Exploratory post hoc analysis indicated that response rates were generally similar among subgroups (range, 70.8%–93.1%), including according to refractoriness to prior treatment, proportion of cells with del(17p), and presence of TP53 mutation. Among five patients who had progressed on ibrutinib (Imbruvica) or idelalisib (Zydelig), partial remission was observed in four. Among 87 patients with baseline lymphocytosis, 85 (98%) had a 50% reduction in absolute lymphocyte count at a median of 0.3 months. Among 45 patients with results available for peripheral blood minimal residual disease by flow cytometry, 18 had no detectable minimal residual disease; 10 of the 18 patients had bone marrow results available, with 6 having no minimal residual disease in bone marrow.

Toxicity

Grade 3 or 4 adverse events occurred in 65% of patients, with the most common being neutropenia (40%), infection (20%), anemia (18%), and thrombocytopenia (15%). Serious adverse events occurred in 55%, with the most common being pyrexia (7%), autoimmune hemolytic anemia (7%), pneumonia (6%), and febrile neutropenia (5%). Neutropenia led to venetoclax interruption in 5% and dose reduction in 4%. Infection led to venetoclax interruption in 9% and dose reduction in 2%. Adverse events led to death within 30 days of the last dose of venetoclax in four patients, with none considered related to treatment.
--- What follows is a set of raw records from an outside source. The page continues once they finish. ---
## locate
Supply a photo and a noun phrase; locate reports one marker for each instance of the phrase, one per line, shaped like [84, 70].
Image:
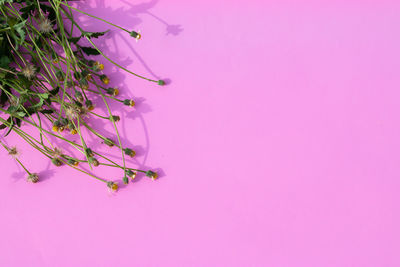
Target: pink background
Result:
[278, 141]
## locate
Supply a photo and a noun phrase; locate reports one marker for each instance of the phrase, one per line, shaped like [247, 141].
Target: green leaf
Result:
[44, 95]
[94, 34]
[46, 111]
[54, 91]
[21, 32]
[38, 105]
[2, 2]
[90, 50]
[20, 114]
[4, 61]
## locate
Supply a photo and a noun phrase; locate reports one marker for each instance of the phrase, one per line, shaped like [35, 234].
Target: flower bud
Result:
[33, 178]
[104, 79]
[129, 102]
[129, 152]
[56, 162]
[113, 186]
[115, 118]
[109, 142]
[89, 152]
[94, 161]
[89, 104]
[152, 175]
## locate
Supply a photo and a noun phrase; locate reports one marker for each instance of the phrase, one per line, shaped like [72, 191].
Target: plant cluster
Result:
[47, 77]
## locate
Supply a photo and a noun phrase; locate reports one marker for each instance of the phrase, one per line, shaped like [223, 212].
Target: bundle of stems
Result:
[47, 77]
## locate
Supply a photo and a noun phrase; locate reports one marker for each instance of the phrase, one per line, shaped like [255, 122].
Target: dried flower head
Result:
[57, 152]
[112, 91]
[29, 71]
[136, 35]
[129, 102]
[33, 178]
[131, 173]
[89, 104]
[109, 142]
[56, 162]
[104, 79]
[112, 186]
[129, 152]
[73, 162]
[152, 175]
[45, 26]
[13, 152]
[115, 118]
[98, 66]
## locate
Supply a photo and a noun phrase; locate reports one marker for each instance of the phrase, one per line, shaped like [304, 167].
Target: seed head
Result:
[113, 186]
[29, 71]
[33, 178]
[152, 175]
[45, 26]
[13, 152]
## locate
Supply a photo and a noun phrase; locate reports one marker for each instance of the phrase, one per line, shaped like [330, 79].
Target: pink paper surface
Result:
[277, 139]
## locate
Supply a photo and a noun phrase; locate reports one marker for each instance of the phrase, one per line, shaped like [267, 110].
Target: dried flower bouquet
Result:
[47, 77]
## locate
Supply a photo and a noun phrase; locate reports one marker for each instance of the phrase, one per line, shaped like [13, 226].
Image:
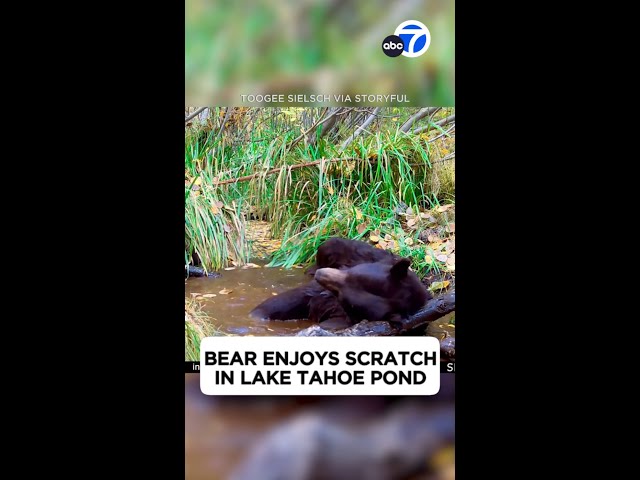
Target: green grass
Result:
[389, 170]
[196, 326]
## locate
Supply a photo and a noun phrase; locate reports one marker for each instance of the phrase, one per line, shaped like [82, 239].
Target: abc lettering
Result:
[394, 46]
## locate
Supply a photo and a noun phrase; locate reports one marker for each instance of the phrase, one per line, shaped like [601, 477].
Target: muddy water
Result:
[249, 287]
[219, 434]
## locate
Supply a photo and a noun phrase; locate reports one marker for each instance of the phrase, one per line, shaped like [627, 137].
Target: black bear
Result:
[353, 281]
[344, 253]
[375, 291]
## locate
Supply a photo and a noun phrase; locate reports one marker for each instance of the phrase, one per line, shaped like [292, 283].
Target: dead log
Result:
[192, 271]
[434, 309]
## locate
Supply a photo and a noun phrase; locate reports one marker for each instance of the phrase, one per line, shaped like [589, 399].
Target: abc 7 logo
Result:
[411, 39]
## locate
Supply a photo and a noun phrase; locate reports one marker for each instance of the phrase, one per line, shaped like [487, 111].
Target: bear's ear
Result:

The investigators concluded:

Results of this trial show that venetoclax monotherapy is active and well tolerated in patients with relapsed or refractory del(17p) chronic lymphocytic leukemia, providing a new therapeutic option for this very poor prognosis population. Additionally, in view of the distinct mechanism of action of venetoclax, combinations or sequencing with other novel targeted agents should be investigated to further advance treatment of del(17p) chronic lymphocytic leukaemia. ■

Disclosure: The study was funded by AbbVie and Genentech. For full disclosures of the study authors, visit www.thelancet.com

Reference

1. Stilgenbauer A, Eichhorst B, Schetelig J, et al: Venetoclax in relapsed or refractory chronic lymphocytic leukaemia with 17p deletion: A multicentre, open-label, phase 2 study. Lancet Oncol 17:768-778, 2016.